プラセンタ療法の近代史

プラセンタの高い効果・効能は、多くの研究者によって実現されています。
プラセンタの人気は上昇しており、健康食品だけではなく美容商品のラインナップも豊富で、どれを選んで良いのか迷ってしまうほどです。
そのプラセンタの本格的な研究が始まったのは、それほど昔ではないことをご存知でしょうか?
古来から、健康や美容に効果があると伝えら得てきたプラセンタですが、きちんと研究が始められたのは近代になってからなのです。
今回は、そんなプラセンタの近代史から、その人気について紐解いて行きましょう。

始まりは1930年台のソ連

現代のプラセンタ療法の基礎は、1930年台のソ連から始まります。
旧ソ連のフィラート博士が、「組織療法」にプラセンタを使用したことがきっかけであると言われています。
組織療法とは、病気の幹部の中に、冷凍保存しておいた別の組織を埋め込む治療方法です。
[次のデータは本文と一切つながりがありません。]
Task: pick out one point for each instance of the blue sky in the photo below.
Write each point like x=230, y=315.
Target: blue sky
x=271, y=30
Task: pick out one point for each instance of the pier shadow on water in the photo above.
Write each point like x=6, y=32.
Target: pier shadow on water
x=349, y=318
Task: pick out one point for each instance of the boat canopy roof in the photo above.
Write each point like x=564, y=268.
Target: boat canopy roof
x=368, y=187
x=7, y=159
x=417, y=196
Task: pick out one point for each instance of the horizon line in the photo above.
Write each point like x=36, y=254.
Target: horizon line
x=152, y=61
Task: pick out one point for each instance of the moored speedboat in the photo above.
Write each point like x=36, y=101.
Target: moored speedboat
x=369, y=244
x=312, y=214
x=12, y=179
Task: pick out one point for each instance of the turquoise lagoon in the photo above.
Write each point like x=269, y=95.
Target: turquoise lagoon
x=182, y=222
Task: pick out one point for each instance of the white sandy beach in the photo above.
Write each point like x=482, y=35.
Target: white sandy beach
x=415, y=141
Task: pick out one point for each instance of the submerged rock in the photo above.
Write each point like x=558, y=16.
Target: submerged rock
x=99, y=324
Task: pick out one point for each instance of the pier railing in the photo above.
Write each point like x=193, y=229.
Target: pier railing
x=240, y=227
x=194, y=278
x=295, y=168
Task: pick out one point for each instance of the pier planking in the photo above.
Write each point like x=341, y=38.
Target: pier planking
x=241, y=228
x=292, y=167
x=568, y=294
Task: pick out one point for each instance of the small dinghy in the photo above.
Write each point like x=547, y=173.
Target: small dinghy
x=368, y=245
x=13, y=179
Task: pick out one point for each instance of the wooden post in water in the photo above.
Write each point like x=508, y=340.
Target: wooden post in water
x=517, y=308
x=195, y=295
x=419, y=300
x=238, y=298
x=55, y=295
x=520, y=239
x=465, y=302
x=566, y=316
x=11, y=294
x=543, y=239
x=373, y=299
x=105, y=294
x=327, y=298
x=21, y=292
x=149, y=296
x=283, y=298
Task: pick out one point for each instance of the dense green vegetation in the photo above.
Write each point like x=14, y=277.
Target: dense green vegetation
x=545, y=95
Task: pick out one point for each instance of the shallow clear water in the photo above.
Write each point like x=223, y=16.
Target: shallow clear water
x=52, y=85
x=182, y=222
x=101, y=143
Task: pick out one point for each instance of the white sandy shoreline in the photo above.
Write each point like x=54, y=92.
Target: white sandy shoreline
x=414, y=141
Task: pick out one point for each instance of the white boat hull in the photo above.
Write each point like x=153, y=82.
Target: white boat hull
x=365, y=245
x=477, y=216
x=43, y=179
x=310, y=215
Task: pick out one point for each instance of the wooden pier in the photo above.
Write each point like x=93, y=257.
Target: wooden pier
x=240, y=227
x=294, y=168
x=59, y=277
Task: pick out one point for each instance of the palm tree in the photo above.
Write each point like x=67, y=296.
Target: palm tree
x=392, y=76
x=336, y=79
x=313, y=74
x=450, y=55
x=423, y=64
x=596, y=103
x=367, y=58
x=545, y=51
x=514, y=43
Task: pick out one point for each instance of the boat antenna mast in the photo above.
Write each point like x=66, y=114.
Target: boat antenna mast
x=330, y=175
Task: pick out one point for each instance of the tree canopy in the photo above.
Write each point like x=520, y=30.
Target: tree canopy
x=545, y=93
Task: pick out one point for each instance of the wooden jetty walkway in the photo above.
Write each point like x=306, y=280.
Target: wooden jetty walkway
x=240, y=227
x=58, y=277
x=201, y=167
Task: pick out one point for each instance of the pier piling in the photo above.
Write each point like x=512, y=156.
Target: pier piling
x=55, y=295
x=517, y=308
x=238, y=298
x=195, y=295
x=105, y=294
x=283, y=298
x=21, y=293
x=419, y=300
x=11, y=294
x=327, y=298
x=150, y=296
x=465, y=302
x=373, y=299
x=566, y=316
フィラート博士の組織療法は日本に伝えられ、1950年には組織療法を研究していた医師たちによって「組織療法研究所」が設立されます。
そこでは、プラセンタエキスの注射液開発が勧められており、同年に「メルスモン製薬株式会社」として発展します。
当時の厚生省(現在の厚生労働省)から、薬品の認可を得ることに成功し、更年期障害や乳汁分泌不全の注射薬として有名な「メルスモン」の製造販売を開始します。

日本で加速するプラセンタ療法

メルスモンの研究開発が進む中、全く別の方法で「組織療法」を研究した日本人がいます。
その日本人の名は「稗田憲太郎」博士。
稗田博士は、第二次世界大戦終了後に中国にとどまったのですが、そこでフィーラト不博士の組織療法を知ります。
中国から帰国した稗田博士は、久留米大学の教授として教鞭をとりながら、プラセンタの利用に関する研究に没頭します。
その結果、1959年に肝機能改善のプラセンタ注射薬「ラエンネック」が開発されました。
ラエンネックは、1967年に「肝硬変適応症」として薬価基準に収載されて、現在に至ります。
現在では、ラエンネックの適応症は「慢性肝疾患における肝機能の改善」となっています。

戦中戦後のプラセンタ

稗田博士と並び、パイオニアとして有名な人物がいます。
京都大学医学部の「三林隆吉」教授です。
戦中戦後、三林教授は、当時の食料自給問題を解決するためにプラセンタの研究に着手しました。
食糧事情悪化に伴い、文部省から「未来を担う乳幼児と母体の健康を維持するために研究が必要である」と呼びかけられたのがきっかけです。
三林教授は、胎盤の研究に没頭し、ビタエックス薬品工業を設立します。
現在は、「森田薬品工業株式会社」が、ビタエックス薬品工業からその事業を引き継いでいます。

更年期障害の解消研究にも利用されていたプラセンタ

秋田大学の初代学長「九嶋勝司」博士も有名な研究者です。
九嶋博士は更年期障害を対象にした、プラセンタの組織療法を研究していました。
九嶋博士の研究は、乾医院の医師団に引き継がれ、1960年頃に明壁義蔵氏が医師団の研究にに加わります。
その結果、1977年に株式会社スノーデンが設立され、現在も精力的に研究開発が続けられています。

多くの人の努力の結晶

いかがでしたでしょうか。
プラセンタの組織療法から始まったプラセンタの研究をご紹介させていただきましたが、多くの人が戦中戦後の食糧難や健康維持のために奮闘していたことをご理解頂けたのではないかと思います。
現在の多くのプラセンタ商品や、医療現場で利用される薬品などは、そういった先人たちの熱い思いの結晶です。
多くの効果・効能が解明されているプラセンタですが、まだまだ研究は続けられています。
今後、驚くような新事実が発見されるかもしれませんね。